Marcadamente argentina en su expresividad lingöística, la presencia y el significado de la ya mítica capital, Buenos Aires y sus barrios, sus calles y su atmósfera, constituirá otro de sus ejes narrativos. Garcés entenderá como un rasgo de originalidad el innecesario arcaísmo de dirigirse al lector de forma directa: "Permitámonos esta intervención, y digamos con seriedad por un momento: no es que la tensión de su espíritu amenace quebrarla, y vaya a aumentar todavía más en las horas venideras (y Dios sabe que así es, y cómo); es, sobre todo que, sin haber realizado todavía nada, está ya comprometida en un juego en el que todo acto tendrá su consecuencia, y en el que no está permitido nunca volver atrás /.../ los estados evolucionaron hacia formas más o menos autoritarias, bajo el signo de la democracia o de la dictadura: hacia el final la autoridad asumía en Occidente la forma confusa de vastas redes de influencia, impersonales, marcadas por una ideología de tipo individualista". He aquí el fragmento de una de las acotaciones que van acompañándonos o confundiéndonos a lo largo de la novela. Los personajes principales, aunque también determinadas observaciones sobre otros se tratan con ambiciones psicológicas, con excesivos atisbos de psicoanálisis. Mila acude a una profesional, aunque resuelve encararse -y son posiblemente las páginas más acertadas de la narración- directamente con el oscuro problema que el lector habrá intuido desde el comienzo: su violación. Descubrirá años después al culpable en un despacho ministerial, pese a haber estado vinculado al poder político y a la represión de los años oscuros (única referencia a una etapa que no puede entenderse como saldada). Pero la protagonista oye sólo de lejos las manifestaciones obreras, más atenta al recuerdo de su pasado que aflora. Acosada por la represión callejera, aunque de manera confusa, como lo serán los movimientos y acciones de los personajes, azarosos y atrabiliarios, llegará hasta su violador, al que le soltará un discurso tópico e inútil incluso para el sentido de la novela.

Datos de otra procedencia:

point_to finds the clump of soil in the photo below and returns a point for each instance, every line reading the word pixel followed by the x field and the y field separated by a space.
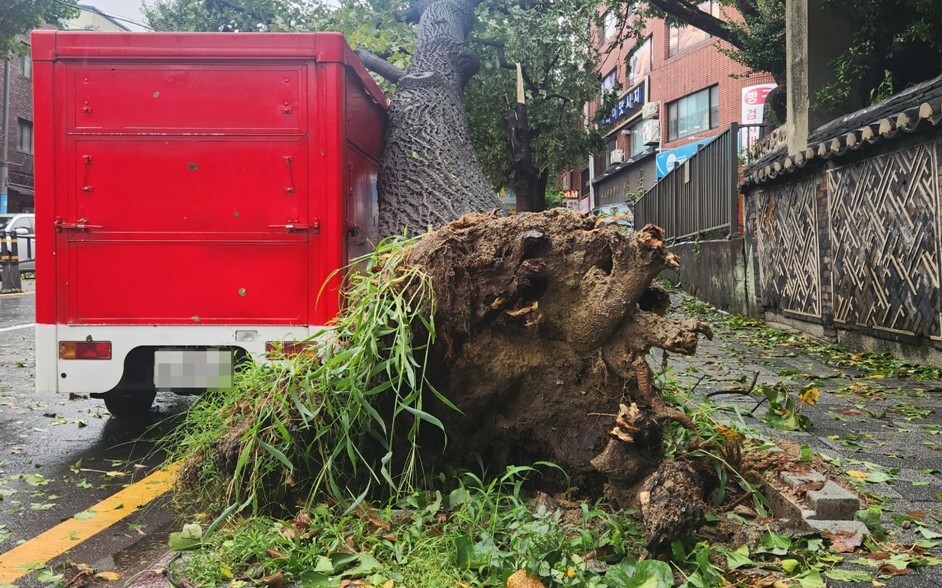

El azar dirige las acciones de los personajes, como parece hacerlo también de la historia. Sin embargo, literariamente no queda justificado. Se sitúan hitos (1994, 1997), pero el lector es arrastrado a un vertiginoso cambio de tiempos, voces y fórmulas narrativas. Tal vez, para transmitirlo a la novela entera, ésta se entenderá como el borrador que Keller le envíe a Mila y que pretenderá autojustificarse (página 215). La vida de los tres personajes, a lo largo de sus tres capítulos, sigue su propio camino: el reencuentro se producirá, en las páginas últimas, en la clínica, donde se halla Boris. Es novela de pasados y el presente parece convertirse en su final: "Más tarde, aunque separados, habíamos conservado a nuestro modo un lazo porque una fuerza distinta, tal vez no menos crucial, nos seguía uniendo: la desilusión de los primeros fracasos". Ni siquiera el realismo de determinadas escenas sexuales, la ambigöedad de Mila en este aspecto o la lucidez de un Keller que se asoma al relato desde la confesión en primera persona, el uso de monólogos interiores o determinadas audacias acaban de convencernos. Nos hallamos ante un cúmulo de ambiciones frustradas, ante un autor que habrá que seguir, sin duda; aunque esta novela, valiosa por su ambición, quede lejos de aquellos clásicos modernos que hicieron, en buena medida, del premio Biblioteca Breve lo que fue y representa.